Refusal, abandonment, humiliation, betrayal and injustice are the wounds that prevent us from being ourselves.
When we are born we all, without exception, have the same mission: to live experiences to be able to evolve.
As long as a situation is lived in non-acceptance, in the sense of guilt, in judgment, in fear, the human being will continue to attract circumstances and people who will make him relive that same experience.
This is the path that our Soul has chosen to be able to evolve, to resolve conflicts that it brings with it from other incarnations.
This life therefore represents the best opportunity to resolve these situations and finally be able to continue on his path of Love.
Refusal, abandonment, humiliation, betrayal and injustice are the wounds that prevent us from being ourselves, they condition us as they cast a shadow over our life by preventing us from seeing the true purpose of our existence.
They determine many aspects of our character because, to survive these wounds, we react by wearing masks that allow us not to relive that pain.
We only wear the mask when we want to protect ourselves.
Wounds and masks are closely linked.
The inner wound can be compared to a physical wound that has been present for some time and has been neglected to heal.
The wound of Refusal
Characteristics of the Refusal wound
AWAKENING OF THE WOUND: From conception to one year of age. Not feeling entitled to exist with the parent of the same sex.
BODY: Contracted, skimpy, thin or fragmented.
EYES: Small, with an expression of fear or with the impression that there is a mask around the eyes.
VOCABULARY: “a nullity, nothing, non-existent, disappear”
CHARACTER: Detached from material things, perfectionist, intellectual, goes through phases of great love alternating with deep hatred.
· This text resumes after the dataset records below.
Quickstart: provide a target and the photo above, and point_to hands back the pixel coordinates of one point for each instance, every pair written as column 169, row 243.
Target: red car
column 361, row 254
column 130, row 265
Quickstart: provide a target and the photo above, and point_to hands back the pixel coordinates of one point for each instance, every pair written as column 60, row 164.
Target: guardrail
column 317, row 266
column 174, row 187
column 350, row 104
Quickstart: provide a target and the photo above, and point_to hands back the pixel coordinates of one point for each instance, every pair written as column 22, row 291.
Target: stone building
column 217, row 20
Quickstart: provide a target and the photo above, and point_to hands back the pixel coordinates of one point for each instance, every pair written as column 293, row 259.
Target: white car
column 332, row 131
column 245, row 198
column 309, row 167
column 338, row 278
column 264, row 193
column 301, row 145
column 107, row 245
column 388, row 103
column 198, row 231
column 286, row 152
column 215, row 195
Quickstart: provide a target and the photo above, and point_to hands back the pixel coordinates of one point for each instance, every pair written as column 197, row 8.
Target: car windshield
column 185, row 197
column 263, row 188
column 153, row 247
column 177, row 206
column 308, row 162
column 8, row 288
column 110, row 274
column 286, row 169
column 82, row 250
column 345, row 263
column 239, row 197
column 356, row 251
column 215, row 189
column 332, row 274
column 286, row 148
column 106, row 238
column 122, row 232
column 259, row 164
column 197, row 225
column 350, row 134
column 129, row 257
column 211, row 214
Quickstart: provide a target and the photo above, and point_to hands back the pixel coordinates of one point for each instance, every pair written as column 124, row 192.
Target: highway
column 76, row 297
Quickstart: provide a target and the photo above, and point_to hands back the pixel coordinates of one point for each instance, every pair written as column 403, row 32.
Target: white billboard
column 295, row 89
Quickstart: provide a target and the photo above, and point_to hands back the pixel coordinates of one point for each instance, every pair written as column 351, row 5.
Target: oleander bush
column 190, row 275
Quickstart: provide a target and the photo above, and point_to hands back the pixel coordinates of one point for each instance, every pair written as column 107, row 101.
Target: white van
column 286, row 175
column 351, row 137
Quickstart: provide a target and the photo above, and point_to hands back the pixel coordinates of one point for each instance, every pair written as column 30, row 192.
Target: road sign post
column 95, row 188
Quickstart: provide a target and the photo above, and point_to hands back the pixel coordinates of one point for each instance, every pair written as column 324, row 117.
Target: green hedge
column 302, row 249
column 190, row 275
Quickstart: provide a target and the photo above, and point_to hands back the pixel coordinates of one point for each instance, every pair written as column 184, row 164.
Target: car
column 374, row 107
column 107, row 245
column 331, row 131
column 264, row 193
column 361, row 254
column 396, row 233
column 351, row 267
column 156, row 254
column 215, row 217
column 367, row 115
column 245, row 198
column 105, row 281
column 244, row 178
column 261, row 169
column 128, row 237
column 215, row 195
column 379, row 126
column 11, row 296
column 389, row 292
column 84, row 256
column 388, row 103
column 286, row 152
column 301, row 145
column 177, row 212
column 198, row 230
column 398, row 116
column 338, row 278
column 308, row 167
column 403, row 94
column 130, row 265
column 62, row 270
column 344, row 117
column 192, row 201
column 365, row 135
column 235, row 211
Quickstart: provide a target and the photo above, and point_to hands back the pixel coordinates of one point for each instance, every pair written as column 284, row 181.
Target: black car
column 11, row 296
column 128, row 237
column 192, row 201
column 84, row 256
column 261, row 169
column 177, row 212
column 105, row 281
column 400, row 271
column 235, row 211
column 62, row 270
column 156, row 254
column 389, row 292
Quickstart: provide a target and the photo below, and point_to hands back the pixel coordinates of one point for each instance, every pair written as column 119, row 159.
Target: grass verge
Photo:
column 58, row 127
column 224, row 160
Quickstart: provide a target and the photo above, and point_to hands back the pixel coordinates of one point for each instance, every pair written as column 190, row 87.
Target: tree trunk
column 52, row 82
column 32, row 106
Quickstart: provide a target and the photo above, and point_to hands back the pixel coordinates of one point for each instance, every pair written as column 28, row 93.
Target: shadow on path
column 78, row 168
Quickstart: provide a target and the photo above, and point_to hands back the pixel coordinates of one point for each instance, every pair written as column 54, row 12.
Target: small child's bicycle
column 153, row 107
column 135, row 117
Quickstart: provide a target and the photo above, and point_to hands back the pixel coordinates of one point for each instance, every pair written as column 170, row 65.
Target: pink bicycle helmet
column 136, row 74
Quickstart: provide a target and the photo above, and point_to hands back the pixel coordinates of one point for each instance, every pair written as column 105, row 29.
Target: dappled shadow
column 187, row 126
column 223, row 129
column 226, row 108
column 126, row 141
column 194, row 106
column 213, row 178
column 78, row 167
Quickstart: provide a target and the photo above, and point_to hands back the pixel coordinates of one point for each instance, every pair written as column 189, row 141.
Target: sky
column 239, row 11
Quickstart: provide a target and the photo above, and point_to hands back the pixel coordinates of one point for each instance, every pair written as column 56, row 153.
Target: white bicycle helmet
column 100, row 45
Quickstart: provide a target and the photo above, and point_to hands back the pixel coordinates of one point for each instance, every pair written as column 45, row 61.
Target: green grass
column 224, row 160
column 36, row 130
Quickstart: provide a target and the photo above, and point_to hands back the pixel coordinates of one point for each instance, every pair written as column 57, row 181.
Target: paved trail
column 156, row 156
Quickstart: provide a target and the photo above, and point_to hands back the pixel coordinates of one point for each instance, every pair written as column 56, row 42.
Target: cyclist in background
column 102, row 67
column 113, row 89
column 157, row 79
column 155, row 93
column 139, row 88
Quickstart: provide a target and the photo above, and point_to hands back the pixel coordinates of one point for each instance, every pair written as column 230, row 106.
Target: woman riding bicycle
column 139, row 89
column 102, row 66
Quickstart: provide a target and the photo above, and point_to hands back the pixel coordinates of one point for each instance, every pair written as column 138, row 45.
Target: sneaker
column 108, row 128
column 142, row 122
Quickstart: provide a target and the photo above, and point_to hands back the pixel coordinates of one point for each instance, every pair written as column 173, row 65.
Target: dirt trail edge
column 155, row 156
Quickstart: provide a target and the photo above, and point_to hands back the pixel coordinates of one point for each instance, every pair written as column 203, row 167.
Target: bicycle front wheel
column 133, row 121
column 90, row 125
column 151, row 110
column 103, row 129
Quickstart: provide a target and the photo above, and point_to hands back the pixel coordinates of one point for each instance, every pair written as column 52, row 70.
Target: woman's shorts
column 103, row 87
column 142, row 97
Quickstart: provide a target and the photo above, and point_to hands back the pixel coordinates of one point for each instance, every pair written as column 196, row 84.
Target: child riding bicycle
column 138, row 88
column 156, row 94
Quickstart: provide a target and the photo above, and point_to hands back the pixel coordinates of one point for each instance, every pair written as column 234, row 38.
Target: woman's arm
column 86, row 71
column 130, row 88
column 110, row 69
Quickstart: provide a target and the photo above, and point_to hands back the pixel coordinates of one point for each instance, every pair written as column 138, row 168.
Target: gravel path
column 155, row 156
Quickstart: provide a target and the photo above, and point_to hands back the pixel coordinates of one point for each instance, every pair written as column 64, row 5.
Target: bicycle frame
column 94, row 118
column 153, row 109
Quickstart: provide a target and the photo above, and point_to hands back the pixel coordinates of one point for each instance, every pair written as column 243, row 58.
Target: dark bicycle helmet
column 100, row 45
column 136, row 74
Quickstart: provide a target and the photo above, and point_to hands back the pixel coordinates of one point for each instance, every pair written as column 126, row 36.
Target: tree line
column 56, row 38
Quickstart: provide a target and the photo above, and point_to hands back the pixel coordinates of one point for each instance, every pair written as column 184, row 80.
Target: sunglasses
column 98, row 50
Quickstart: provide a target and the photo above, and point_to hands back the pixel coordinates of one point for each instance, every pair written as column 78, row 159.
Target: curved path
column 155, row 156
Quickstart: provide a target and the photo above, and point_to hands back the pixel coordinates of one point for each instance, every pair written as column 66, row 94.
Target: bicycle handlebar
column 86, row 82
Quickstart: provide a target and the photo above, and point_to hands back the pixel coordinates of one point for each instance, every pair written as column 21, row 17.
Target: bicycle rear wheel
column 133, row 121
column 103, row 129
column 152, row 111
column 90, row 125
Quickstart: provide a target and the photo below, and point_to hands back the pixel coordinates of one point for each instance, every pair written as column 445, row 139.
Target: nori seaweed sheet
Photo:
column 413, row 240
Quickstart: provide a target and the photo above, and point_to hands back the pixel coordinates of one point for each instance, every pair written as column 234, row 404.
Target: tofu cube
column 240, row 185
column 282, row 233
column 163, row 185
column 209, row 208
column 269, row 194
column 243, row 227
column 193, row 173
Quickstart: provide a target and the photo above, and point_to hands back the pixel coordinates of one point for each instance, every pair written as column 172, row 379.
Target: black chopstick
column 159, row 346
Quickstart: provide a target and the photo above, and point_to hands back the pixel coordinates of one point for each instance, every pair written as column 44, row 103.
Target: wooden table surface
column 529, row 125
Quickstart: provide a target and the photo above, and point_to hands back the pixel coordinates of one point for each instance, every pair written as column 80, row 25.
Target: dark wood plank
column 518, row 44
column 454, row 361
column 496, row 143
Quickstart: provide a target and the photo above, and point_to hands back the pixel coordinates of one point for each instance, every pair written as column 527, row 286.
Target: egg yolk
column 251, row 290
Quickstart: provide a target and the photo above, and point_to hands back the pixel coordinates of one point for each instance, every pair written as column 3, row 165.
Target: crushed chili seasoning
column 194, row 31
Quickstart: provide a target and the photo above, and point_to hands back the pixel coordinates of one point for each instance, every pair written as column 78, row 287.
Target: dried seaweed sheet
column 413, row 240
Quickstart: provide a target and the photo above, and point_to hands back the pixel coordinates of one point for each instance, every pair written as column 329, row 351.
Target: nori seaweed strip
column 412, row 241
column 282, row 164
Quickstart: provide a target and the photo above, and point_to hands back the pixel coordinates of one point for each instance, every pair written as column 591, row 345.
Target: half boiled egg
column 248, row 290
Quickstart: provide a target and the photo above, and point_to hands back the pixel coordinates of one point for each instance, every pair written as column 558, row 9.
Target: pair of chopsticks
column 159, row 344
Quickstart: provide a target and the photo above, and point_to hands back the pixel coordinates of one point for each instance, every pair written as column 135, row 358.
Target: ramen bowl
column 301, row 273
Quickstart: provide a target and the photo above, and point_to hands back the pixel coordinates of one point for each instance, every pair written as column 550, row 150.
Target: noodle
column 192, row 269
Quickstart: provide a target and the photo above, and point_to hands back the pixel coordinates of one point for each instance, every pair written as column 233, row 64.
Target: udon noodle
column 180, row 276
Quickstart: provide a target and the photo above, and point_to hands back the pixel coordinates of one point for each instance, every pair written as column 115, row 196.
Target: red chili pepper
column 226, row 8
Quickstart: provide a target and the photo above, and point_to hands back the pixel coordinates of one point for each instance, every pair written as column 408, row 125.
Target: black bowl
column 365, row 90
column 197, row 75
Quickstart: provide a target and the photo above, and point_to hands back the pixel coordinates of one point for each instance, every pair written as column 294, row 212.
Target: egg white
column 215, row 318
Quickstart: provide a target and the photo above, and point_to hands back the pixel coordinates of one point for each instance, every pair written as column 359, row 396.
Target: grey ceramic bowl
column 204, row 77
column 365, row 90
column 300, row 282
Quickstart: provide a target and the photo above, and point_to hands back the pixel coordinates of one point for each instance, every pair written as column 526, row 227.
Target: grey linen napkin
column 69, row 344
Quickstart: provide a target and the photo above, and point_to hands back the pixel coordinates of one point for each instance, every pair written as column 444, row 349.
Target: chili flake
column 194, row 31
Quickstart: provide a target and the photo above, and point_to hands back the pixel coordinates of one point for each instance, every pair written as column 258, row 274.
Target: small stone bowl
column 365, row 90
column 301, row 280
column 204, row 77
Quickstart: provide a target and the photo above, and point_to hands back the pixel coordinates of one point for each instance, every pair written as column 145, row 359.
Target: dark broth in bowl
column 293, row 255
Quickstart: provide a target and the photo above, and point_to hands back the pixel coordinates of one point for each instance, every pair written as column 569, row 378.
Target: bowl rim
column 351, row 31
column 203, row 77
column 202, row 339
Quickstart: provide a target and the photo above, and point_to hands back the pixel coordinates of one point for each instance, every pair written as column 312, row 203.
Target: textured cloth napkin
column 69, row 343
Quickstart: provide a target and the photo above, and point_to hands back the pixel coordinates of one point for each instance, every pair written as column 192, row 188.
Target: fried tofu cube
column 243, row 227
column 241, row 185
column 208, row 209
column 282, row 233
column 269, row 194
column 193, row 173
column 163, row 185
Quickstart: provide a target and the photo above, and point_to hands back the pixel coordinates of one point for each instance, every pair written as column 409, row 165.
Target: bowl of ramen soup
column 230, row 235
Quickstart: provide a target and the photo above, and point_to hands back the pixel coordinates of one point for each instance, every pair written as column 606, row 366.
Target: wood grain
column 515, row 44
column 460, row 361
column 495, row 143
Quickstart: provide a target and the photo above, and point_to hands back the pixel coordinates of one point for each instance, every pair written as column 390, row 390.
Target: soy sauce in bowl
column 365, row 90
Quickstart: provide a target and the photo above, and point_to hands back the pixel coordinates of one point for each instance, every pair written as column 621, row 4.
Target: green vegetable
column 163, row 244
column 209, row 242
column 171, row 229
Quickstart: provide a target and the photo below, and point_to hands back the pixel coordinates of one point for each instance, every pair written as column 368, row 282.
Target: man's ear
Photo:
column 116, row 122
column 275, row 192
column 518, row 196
He doesn’t believe he has the right to exist; sexual difficulties. It is believed to be an absolute zero, without value. Look for solitude; evanescent, it has the ability to make itself invisible. Find various ways to escape; easily exiles on the imaginary plane. He believes himself misunderstood; difficulty in letting one’s inner child live.
MAXIMUM FEAR: Panic.
NUTRITION : Emotions or fear take away their appetite. Small portions. To escape: sugar, alcohol or drugs. Predisposed to anorexia.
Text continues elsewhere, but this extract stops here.